Pendant qu’il s’installait, Carl prit le temps d’ôter ses lunettes. C’était un réflexe. Dès qu’il pouvait, il les enlevait. Depuis qu’il n’était plus sous la surveillance constante de sa mère ( en somme, depuis sa première arrivée à Poudlard ), il avait toujours cherché à s’en débarrasser. Jamais pour de bon parce qu’en vérité, s’il ne voulait pas se payer des migraines du tonnerre, il valait mieux pour lui les mettre s’il voulait concentrer son regard.
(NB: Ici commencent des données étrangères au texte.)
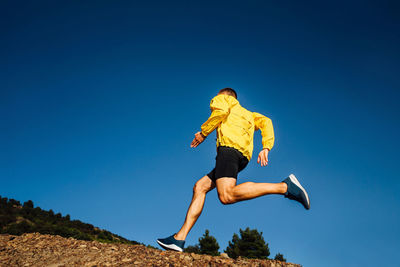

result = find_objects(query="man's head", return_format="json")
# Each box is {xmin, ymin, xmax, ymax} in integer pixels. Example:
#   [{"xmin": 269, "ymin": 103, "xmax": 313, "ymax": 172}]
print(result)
[{"xmin": 218, "ymin": 87, "xmax": 237, "ymax": 99}]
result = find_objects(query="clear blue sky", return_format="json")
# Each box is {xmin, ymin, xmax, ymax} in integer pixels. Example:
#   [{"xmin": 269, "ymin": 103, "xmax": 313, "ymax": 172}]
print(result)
[{"xmin": 0, "ymin": 1, "xmax": 400, "ymax": 267}]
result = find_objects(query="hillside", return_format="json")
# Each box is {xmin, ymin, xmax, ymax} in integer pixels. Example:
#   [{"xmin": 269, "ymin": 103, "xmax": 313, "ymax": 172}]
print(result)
[
  {"xmin": 0, "ymin": 233, "xmax": 300, "ymax": 267},
  {"xmin": 0, "ymin": 196, "xmax": 139, "ymax": 244}
]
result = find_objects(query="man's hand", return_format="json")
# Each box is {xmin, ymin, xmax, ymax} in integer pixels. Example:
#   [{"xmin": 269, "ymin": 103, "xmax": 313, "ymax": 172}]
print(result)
[
  {"xmin": 257, "ymin": 148, "xmax": 269, "ymax": 167},
  {"xmin": 190, "ymin": 132, "xmax": 206, "ymax": 147}
]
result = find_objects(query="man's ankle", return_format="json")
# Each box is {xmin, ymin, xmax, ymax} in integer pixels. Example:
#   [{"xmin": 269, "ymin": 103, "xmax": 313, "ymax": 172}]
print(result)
[{"xmin": 281, "ymin": 182, "xmax": 288, "ymax": 194}]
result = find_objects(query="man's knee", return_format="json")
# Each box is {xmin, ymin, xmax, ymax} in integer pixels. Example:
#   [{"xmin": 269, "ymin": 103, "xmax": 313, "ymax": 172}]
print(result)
[
  {"xmin": 218, "ymin": 193, "xmax": 235, "ymax": 205},
  {"xmin": 193, "ymin": 179, "xmax": 211, "ymax": 193}
]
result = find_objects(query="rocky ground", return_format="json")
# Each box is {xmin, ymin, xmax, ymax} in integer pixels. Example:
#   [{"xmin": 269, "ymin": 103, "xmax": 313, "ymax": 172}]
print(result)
[{"xmin": 0, "ymin": 233, "xmax": 300, "ymax": 267}]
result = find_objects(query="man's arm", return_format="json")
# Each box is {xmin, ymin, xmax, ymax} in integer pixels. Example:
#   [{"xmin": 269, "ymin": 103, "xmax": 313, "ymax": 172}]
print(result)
[
  {"xmin": 253, "ymin": 112, "xmax": 275, "ymax": 166},
  {"xmin": 190, "ymin": 95, "xmax": 230, "ymax": 147}
]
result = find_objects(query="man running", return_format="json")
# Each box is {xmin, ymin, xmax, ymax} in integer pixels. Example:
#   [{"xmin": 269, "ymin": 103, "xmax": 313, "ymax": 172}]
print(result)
[{"xmin": 157, "ymin": 88, "xmax": 310, "ymax": 251}]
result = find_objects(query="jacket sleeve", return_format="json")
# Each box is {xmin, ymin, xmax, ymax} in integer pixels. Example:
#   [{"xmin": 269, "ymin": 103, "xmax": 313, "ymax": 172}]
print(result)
[
  {"xmin": 201, "ymin": 95, "xmax": 230, "ymax": 136},
  {"xmin": 253, "ymin": 112, "xmax": 275, "ymax": 150}
]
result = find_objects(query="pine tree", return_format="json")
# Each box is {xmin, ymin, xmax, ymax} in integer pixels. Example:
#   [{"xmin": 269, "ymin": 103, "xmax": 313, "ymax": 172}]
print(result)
[
  {"xmin": 199, "ymin": 230, "xmax": 219, "ymax": 256},
  {"xmin": 225, "ymin": 227, "xmax": 270, "ymax": 259},
  {"xmin": 274, "ymin": 253, "xmax": 286, "ymax": 262}
]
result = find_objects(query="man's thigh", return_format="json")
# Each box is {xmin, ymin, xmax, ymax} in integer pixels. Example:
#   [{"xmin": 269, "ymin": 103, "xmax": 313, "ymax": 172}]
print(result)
[{"xmin": 215, "ymin": 177, "xmax": 237, "ymax": 195}]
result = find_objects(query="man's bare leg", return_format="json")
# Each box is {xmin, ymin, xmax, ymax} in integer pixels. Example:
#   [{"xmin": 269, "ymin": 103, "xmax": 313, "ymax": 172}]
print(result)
[
  {"xmin": 216, "ymin": 177, "xmax": 287, "ymax": 204},
  {"xmin": 174, "ymin": 176, "xmax": 215, "ymax": 240}
]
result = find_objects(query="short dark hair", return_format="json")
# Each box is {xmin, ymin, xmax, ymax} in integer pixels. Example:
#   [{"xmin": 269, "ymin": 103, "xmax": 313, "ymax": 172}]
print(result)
[{"xmin": 219, "ymin": 87, "xmax": 237, "ymax": 99}]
- Je ne veux pas tourner autour du portoloin. Je vous ai convoqué pour parler de votre statut de Préfet-en-Chef. Vous voyez où je veux en venir, n’est-ce pas ?

Il toisa James du regard. Il essaya de paraître stoïque, pourtant il avait l’impression de bouillir. Quel était ce regard qu’il lui lançait ? N’était-ce pas le même que le sien ? N’affichait-il pas cette sureté dans le regard lorsque lui-même se faisait réprimander en tant qu’élève perturbateur ? N’avait-il jamais eu peur des conséquences, de l’autorité ? Il prit sûr lui. Il n’y avait aucune raison qu’il se laisse aller à une colère aussi injuste. Il n’était ni Diggory, ni Black, ni Yaxley, ni même Samuels.

- Je ne veux pas vous engueuler pendant une heure interminable en espérant que vous allez prendre votre rôle au sérieux, je ne suis pas de cette école-là. Mais j’ai besoin que vous compreniez le rôle que vous avez à Poudlard, que vous preniez conscience que c’est un rôle à ne pas prendre à la légère. Vous me suivez ?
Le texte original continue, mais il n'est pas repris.